Funktion beim Geschlechtsakt: Die Aufrichtung des männlichen Gliedes
(Erektion) ist die Vorbedingung zur Einführung in die Scheide und
damit zum Geschlechtsverkehr. Durch Reiz der Eichel oder unter psychischem
Einfluss kommt es zur Erektion. Arterielles Blut strömt in die Hohlräume
der Schwellkörper ein, die glatte Muskulatur dieser Hohlräume
erschlafft und so wird gleichzeitig der venöse Rückfluss gestaut.
Die Hohlräume füllen sich mit venösem Blut, die Schwellkörper
nehmen an Volumen zu, straffen sich, richten sich auf und werden hart.
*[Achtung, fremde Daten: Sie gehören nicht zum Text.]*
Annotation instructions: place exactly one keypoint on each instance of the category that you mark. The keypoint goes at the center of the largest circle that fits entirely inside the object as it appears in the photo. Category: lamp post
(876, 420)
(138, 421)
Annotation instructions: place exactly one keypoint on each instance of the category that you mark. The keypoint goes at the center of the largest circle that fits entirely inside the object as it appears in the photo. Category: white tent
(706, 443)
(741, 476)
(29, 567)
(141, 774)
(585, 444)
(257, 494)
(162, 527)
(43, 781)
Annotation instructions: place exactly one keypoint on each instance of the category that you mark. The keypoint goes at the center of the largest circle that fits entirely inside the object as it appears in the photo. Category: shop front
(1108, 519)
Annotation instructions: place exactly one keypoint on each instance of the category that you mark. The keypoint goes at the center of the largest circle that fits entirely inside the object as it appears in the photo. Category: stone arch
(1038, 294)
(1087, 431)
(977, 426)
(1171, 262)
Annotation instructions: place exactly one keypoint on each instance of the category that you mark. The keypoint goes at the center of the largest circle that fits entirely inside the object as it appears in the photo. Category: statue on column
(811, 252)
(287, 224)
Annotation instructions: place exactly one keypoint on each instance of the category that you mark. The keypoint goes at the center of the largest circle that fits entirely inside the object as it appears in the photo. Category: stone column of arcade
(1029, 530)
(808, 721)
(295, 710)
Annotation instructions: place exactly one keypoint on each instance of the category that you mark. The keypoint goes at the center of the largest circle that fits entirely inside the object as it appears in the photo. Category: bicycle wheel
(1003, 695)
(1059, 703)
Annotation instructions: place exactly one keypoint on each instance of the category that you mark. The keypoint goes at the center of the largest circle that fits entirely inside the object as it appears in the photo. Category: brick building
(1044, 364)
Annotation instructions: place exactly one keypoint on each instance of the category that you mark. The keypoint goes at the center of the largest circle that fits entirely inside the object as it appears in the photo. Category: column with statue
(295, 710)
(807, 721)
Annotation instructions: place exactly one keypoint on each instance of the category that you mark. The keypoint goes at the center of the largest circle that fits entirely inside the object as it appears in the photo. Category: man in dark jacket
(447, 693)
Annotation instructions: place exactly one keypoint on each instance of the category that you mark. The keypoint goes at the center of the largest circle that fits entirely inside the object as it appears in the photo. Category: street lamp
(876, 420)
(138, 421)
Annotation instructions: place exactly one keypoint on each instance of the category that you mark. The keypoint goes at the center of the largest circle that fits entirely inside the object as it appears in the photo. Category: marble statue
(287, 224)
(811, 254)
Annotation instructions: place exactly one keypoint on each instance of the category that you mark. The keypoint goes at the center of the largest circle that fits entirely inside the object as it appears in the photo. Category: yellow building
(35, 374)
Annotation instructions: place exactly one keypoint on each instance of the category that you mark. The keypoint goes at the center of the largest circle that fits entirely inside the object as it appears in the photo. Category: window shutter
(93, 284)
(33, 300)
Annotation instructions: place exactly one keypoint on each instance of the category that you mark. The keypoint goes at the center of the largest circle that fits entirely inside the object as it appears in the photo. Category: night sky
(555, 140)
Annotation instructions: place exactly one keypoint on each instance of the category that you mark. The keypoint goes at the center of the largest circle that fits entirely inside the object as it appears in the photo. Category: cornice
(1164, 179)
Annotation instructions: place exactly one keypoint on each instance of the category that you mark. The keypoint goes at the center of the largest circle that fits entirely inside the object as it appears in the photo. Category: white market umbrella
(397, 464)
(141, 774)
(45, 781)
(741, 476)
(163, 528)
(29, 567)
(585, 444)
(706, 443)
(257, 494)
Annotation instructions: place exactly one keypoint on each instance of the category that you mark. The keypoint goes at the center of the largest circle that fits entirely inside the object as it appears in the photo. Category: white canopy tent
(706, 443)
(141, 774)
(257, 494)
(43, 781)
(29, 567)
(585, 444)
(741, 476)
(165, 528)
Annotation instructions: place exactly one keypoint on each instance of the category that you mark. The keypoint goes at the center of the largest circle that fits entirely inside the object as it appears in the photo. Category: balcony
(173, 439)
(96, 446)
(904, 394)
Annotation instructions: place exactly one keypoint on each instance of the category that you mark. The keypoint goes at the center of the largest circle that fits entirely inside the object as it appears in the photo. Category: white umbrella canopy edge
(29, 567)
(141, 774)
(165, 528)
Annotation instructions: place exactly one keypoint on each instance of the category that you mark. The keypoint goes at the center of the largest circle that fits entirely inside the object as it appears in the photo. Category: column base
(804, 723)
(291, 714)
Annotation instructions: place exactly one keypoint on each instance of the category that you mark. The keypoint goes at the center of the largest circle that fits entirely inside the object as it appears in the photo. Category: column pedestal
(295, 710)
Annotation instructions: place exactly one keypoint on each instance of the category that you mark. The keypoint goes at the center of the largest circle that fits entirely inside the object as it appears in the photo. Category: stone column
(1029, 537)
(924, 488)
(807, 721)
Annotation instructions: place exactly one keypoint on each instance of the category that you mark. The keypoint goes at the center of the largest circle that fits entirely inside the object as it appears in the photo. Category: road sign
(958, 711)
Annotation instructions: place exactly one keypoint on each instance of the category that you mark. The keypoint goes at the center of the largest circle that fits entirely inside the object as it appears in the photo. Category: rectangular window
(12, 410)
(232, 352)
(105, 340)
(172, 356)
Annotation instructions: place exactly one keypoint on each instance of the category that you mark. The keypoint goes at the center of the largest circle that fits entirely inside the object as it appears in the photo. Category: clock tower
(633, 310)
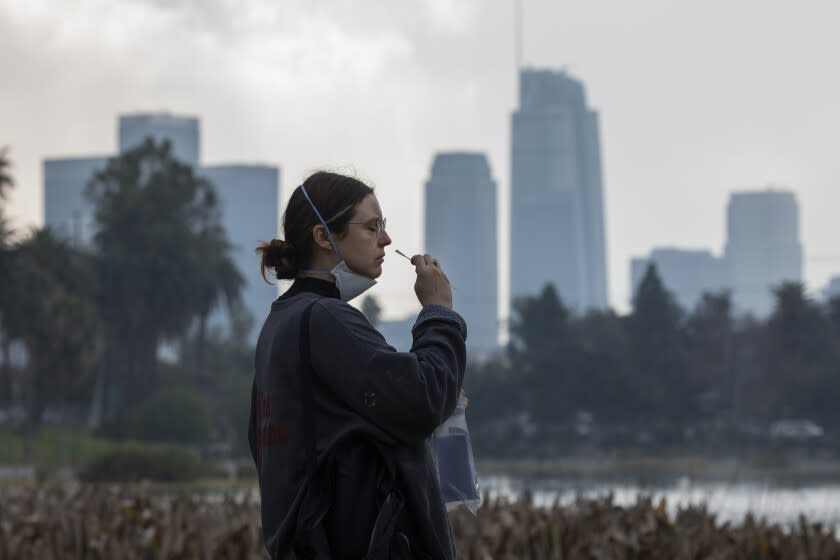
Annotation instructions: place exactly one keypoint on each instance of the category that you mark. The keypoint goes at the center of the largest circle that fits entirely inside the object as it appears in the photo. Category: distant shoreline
(775, 469)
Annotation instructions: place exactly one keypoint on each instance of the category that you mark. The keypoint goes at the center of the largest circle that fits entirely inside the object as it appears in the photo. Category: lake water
(729, 502)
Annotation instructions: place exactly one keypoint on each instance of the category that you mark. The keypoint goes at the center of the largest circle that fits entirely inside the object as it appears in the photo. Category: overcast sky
(696, 99)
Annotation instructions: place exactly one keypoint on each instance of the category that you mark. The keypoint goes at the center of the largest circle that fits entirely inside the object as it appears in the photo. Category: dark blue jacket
(374, 410)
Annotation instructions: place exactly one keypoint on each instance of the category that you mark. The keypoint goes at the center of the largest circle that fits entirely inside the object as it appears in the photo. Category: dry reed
(74, 521)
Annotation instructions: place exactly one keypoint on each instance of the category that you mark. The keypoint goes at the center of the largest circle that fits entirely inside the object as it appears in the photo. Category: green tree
(221, 282)
(604, 387)
(656, 354)
(800, 376)
(371, 309)
(710, 340)
(6, 184)
(52, 311)
(542, 353)
(158, 230)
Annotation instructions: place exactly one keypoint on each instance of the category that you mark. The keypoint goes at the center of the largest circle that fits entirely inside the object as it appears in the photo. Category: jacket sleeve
(405, 394)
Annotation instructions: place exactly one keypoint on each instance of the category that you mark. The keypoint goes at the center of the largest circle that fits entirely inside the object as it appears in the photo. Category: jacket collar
(323, 288)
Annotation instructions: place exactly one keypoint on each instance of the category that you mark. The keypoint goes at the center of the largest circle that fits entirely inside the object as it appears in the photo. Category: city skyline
(248, 199)
(461, 232)
(388, 91)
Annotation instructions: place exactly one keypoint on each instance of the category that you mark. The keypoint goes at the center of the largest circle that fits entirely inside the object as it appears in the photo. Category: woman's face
(361, 247)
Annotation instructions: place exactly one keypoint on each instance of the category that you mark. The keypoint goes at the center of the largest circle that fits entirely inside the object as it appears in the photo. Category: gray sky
(696, 99)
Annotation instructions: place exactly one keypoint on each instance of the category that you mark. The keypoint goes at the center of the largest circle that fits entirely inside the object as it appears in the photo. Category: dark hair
(335, 196)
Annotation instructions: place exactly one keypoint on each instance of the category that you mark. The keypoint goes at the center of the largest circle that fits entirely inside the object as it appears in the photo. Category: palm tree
(6, 183)
(51, 311)
(221, 282)
(160, 248)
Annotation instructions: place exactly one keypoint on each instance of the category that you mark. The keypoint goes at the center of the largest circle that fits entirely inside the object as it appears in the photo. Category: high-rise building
(832, 289)
(763, 248)
(557, 207)
(686, 273)
(461, 234)
(182, 132)
(248, 195)
(66, 211)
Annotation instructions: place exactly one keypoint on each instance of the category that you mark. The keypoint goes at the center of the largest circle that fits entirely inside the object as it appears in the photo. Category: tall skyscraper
(66, 210)
(763, 248)
(557, 208)
(461, 234)
(686, 273)
(183, 132)
(832, 289)
(248, 195)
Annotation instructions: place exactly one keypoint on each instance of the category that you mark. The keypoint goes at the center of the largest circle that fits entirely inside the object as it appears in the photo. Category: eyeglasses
(378, 223)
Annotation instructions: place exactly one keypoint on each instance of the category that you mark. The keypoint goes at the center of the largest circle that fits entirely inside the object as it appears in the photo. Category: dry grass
(72, 521)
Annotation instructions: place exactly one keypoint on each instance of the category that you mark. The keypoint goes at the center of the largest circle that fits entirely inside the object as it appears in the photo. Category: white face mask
(350, 284)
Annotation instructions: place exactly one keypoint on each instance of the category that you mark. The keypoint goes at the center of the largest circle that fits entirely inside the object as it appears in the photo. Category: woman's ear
(322, 240)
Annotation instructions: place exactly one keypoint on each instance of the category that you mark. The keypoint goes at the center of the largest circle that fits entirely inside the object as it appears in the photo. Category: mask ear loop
(326, 227)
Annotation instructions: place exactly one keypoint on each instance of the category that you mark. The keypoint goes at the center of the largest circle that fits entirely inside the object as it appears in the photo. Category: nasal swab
(409, 260)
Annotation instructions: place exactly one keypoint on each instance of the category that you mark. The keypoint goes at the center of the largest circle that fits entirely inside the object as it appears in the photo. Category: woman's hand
(432, 286)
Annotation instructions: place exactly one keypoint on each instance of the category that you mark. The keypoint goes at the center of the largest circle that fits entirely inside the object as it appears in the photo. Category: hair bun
(281, 256)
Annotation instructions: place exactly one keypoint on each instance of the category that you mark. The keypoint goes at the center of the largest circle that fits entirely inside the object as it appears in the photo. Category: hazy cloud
(696, 99)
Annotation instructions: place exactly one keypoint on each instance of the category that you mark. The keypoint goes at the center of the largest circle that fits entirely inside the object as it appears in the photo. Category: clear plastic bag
(454, 461)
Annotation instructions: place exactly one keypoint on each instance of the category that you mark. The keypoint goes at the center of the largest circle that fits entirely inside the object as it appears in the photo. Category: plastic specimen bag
(454, 461)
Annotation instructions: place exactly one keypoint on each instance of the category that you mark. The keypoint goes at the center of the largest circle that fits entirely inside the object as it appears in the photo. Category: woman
(339, 419)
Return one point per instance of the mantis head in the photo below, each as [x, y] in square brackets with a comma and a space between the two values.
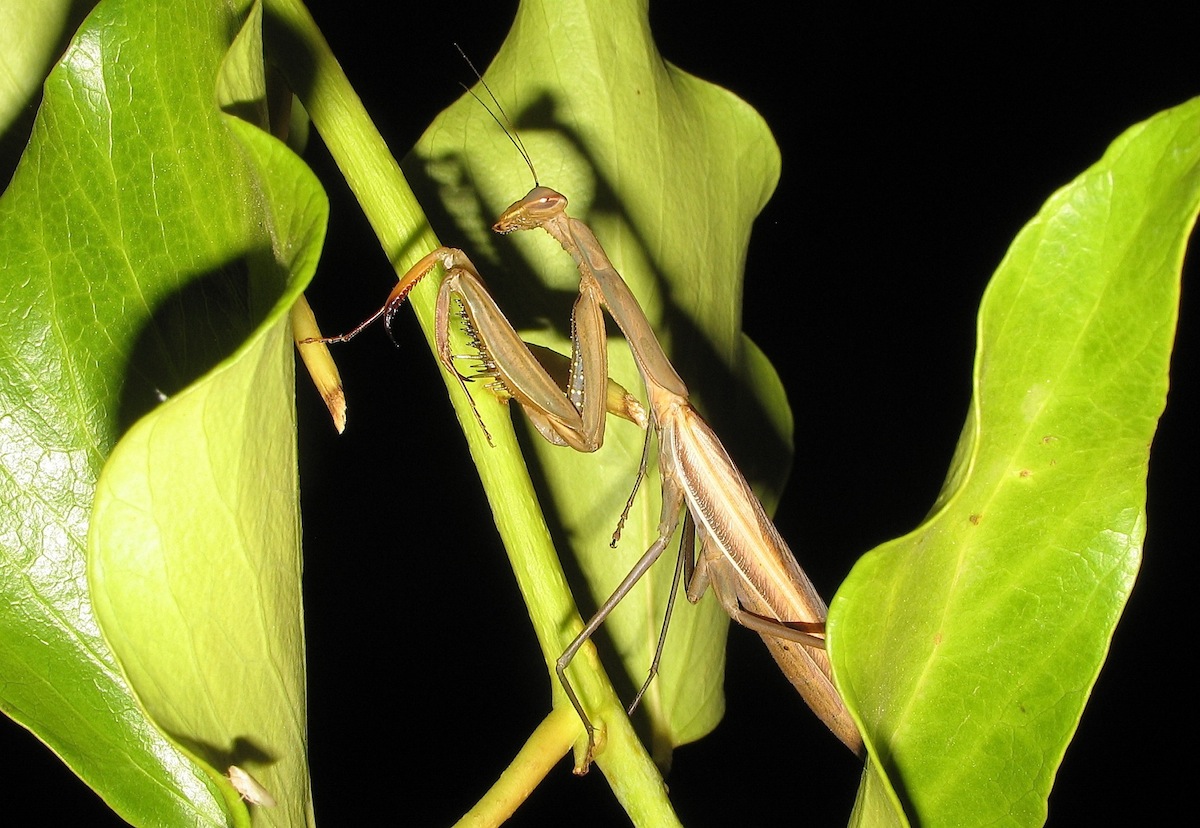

Dieser Vorgang erfolgt relativ schnell und kann innerhalb von 5 bis 10
Sekunden vor sich gehen. Findet keine Aufrichtung des Glieds statt, dann
spricht man von Impotenz (Impotentia coeundi; im Gegensatz zur
Impotentia generandi = Zeugungsunfähigkeit). Diese Impotenz kann
die Folge von organischen oder auch psychischen Störungen sein; auch
die Einwirkung von Alkohol und Drogen auf die höheren Gehirnzentren
kann zu Impotenz führen.
Bei der Ausstoßung (Ejakulation) kontrahiert sich die glatte Muskulatur
in Nebenhoden, Samenleiter, Samenblase und Vorsteherdrüse. Die Samenflüssigkeit
wird in die Harn-Samenröhre eingepresst und gleichzeitig mit dem
Sekret der Geschlechtsdrüsen durchmischt. Durch ruckweise Kontraktion
der Beckenbodenmuskulatur wird der Samen ausgestoßen. Etwa 2 bis
6 cm3 klebrigen grauweißen Samens werden durchschnittlich
ausgestoßen, wovon in 1 cm3 normalerweise 60 bis 120
Millionen Spermien enthalten sind.
2. Hormonale Kontrolle
Alle
Erscheinungen der männlichen Fortpflanzung werden
1.) von den männlichen Geschlechtshormonen (ANDROGENE)
und
2.) von den gonadotropen Hormonen der Hypophyse beeinflusst
und kontrolliert.
Das bedeutendste Androgen ist Testosteron, welches von den Leydigschen
Zwischenzellen der Hoden gebildet wird. Die beiden wichtigsten gonadotropen
Hormone, die im Hypophysenvorderlappen gebildet werden, sind das follikelstimulierende
Hormon (FSH) und das luteinisierende Hormon (LH). Diese Hormone wurden
zuerst auf Grund ihrer Wirkungen im weiblichen Organismus benannt, aber
sowohl FSH als auch LH sind in ihrer molekularen Struktur in beiden Geschlechtern
gleich. Die gonadotropen Hormone wirken beim Mann nur auf das Hodengewebe,
während Testosteron ein breites Wirkungsspektrum zeigt: Hoden, Anhangsdrüsen,
sekundäre Geschlechtsmerkmale, sexuelles Verhalten und allgemeiner
Stoffwechsel. Testosteron beeinflusst direkt die Entwicklung von primären
und sekundären Geschlechtsmerkmalen. FSH und LH sind für die
normale Spermienbildung und die Ausschüttung von Testosteron von
entscheidender Bedeutung. FSH regt die Spermienbildung direkt an, während
LH die Sekretion von Testosteron in den Leydigschen Zwischenzellen anregt
und dadurch die Spermienbildung indirekt beeinflusst. Wenn der Hypophysenvorderlappen
entfernt wird, nehmen die Hoden an Gewicht ab und die Spermien- und Testosteronbildung
unterbleibt. Bei den Männern wird ständig FSH und LH im Vorderlappen
und Testosteron in den Hoden gebildet; es kommt zu keinen zyklischen Aktivitätsschwankungen.